Saturday, April 19, 2014

Q is for the Q and Other Powerful Beings

Given that the universe is estimated to be approximately 13.8 billion years old, and the Earth a mere 4.54 billion years old (with the appearance of modern humans occurring far more recently than that), it isn’t unreasonable to assume that of the intelligent alien species that may exist, a number of them came before us.  If they came before us, that means they’ve had longer to evolve and to develop their technological capabilities.

Babylon 5 shows this with the First Ones.  For the most part, the First Ones are unconcerned with the affairs of less advances species.  To them, we are like the insects you pass by on your way to run important errands.  Unless we grab their attention by being exceptionally irritating, they go about their business as if we aren’t there.

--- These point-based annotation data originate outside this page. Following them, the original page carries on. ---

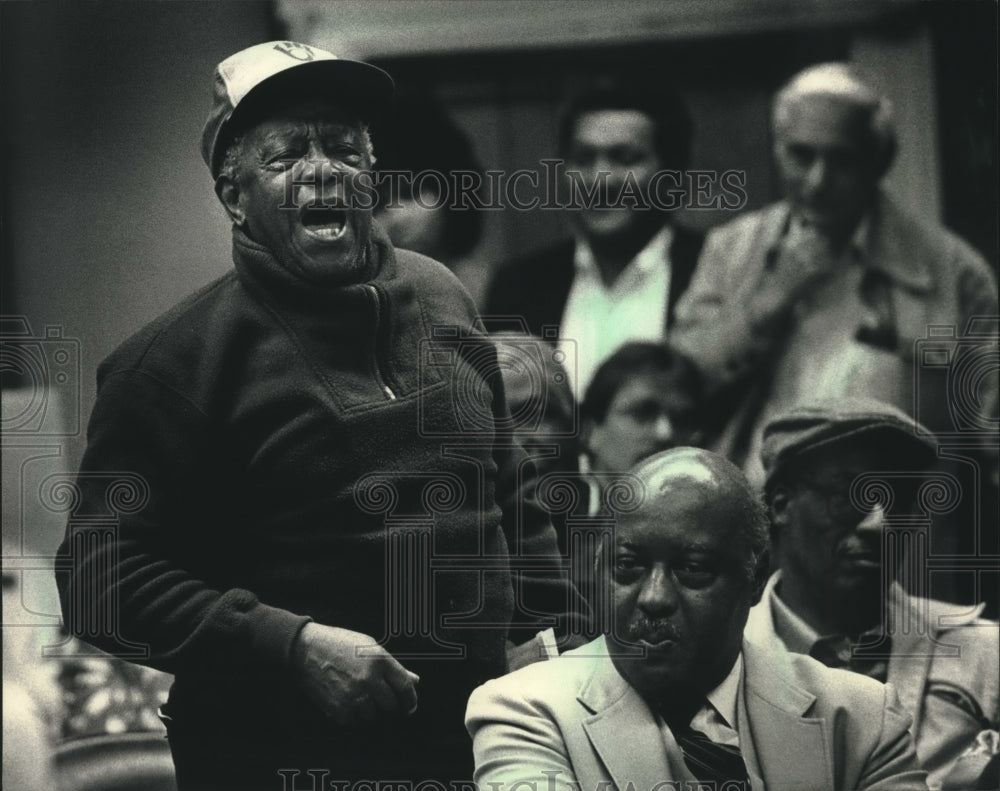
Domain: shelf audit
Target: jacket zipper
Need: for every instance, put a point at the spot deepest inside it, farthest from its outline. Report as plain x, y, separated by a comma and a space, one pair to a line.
376, 370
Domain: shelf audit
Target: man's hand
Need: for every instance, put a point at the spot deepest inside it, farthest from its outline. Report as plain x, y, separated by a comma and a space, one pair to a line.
350, 676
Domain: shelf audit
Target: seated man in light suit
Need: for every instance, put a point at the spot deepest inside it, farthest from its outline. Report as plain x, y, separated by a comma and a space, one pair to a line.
672, 693
835, 589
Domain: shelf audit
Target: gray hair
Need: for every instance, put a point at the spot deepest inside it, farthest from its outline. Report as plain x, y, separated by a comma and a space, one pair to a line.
840, 81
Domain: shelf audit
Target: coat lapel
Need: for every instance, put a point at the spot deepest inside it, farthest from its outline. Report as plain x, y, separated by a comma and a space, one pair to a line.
622, 729
784, 746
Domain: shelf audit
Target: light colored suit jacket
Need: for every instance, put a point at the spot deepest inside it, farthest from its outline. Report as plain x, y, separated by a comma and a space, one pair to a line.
575, 723
931, 276
945, 666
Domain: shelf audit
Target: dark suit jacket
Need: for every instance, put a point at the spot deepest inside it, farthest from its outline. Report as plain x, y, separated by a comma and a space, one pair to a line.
575, 724
537, 285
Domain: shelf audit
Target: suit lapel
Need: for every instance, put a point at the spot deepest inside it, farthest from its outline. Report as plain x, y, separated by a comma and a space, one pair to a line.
785, 747
622, 729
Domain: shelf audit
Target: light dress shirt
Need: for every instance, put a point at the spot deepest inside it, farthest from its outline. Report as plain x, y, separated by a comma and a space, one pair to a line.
598, 319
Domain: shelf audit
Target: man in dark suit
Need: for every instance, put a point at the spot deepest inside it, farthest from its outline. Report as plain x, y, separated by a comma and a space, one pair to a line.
619, 277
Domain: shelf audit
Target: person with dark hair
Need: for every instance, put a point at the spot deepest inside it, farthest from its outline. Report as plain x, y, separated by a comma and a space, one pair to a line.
826, 293
672, 695
842, 481
620, 276
278, 479
643, 399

Anyone who has spent enough time immersed in the Star Trek universe knows about the Q.  At least, we know as much as they want us to know.  To humans, the Q seem to be omnipotent, immortal, god-like beings.  They can manipulate events with the snap of a finger.  They can transport your ship to another time, or a distant region of space.  They can make people disappear and reappear with little effort.  Some consider them to be a threat, while others view them as a nuisance.  Either way, when the Q show up, it can be difficult to convince them to leave.

Take this quote from Arthur C. Clarke: “Any sufficiently advanced technology is indistinguishable from magic.”  The Q may appear to us to be all-powerful, but that’s because they’ve got a huge head start on us.  If we stood in their shoes, the ability to manipulate matter with the snap of a finger would not be considered magical.  Imagine a person from the modern day traveling back in time a thousand years with a supply of modern medicines.  You give a sick person antibiotics, and they get better.  Would that seem magical to them?  It probably would, simply because they don’t have the knowledge to understand how medicine works.

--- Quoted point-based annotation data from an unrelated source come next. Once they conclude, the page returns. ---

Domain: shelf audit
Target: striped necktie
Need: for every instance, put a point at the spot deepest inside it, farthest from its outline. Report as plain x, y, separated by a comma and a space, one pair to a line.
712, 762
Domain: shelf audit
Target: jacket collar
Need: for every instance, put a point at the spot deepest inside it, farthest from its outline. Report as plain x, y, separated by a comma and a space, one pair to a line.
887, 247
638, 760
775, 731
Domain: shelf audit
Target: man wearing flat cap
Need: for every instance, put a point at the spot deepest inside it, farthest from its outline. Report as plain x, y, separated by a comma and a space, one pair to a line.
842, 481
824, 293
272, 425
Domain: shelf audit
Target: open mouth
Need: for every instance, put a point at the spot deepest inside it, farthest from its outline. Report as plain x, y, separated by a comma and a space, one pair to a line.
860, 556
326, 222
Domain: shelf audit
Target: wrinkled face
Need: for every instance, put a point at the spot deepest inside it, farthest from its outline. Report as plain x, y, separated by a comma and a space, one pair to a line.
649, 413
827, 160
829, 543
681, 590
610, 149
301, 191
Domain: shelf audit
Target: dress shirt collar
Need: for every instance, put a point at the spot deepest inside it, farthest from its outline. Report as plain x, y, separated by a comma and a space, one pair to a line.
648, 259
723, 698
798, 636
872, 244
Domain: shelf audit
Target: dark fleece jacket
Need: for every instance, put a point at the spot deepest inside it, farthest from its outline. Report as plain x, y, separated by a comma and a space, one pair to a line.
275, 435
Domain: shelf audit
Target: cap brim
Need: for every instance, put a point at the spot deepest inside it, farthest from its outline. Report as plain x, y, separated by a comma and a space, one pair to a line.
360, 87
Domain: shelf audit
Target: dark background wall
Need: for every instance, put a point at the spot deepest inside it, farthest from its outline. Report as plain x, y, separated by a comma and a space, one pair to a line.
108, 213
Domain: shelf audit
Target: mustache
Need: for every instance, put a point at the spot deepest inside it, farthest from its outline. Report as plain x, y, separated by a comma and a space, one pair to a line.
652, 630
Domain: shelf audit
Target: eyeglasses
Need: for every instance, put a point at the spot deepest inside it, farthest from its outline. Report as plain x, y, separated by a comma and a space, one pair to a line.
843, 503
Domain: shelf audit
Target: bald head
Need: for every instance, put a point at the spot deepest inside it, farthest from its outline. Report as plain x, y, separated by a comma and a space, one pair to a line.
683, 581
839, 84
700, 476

Why do we inject these kinds of beings into our science fiction narratives?  Is a part of us naturally drawn to the idea of beings that are infinitely more powerful than ourselves?  Do we hope that we too could achieve the kind of evolutionary pinnacle we see with the Q?  Are we acknowledging the idea that even the most bizarre of things we encounter probably has a rational explanation, even when we may not have any idea as to what it might be?  Is this a symptom of our scientific minds and our drive to unlock the secrets of our universe?  Or do we force the heroes of our stories to encounter such creatures because, in facing them and coming out on top in some way, those heroes reaffirm the idea that with determination and ingenuity, human beings are capable of accomplishing anything?

1 comment:

  1. A great point about antibiotics. We would look like supermen to someone from the 1800s.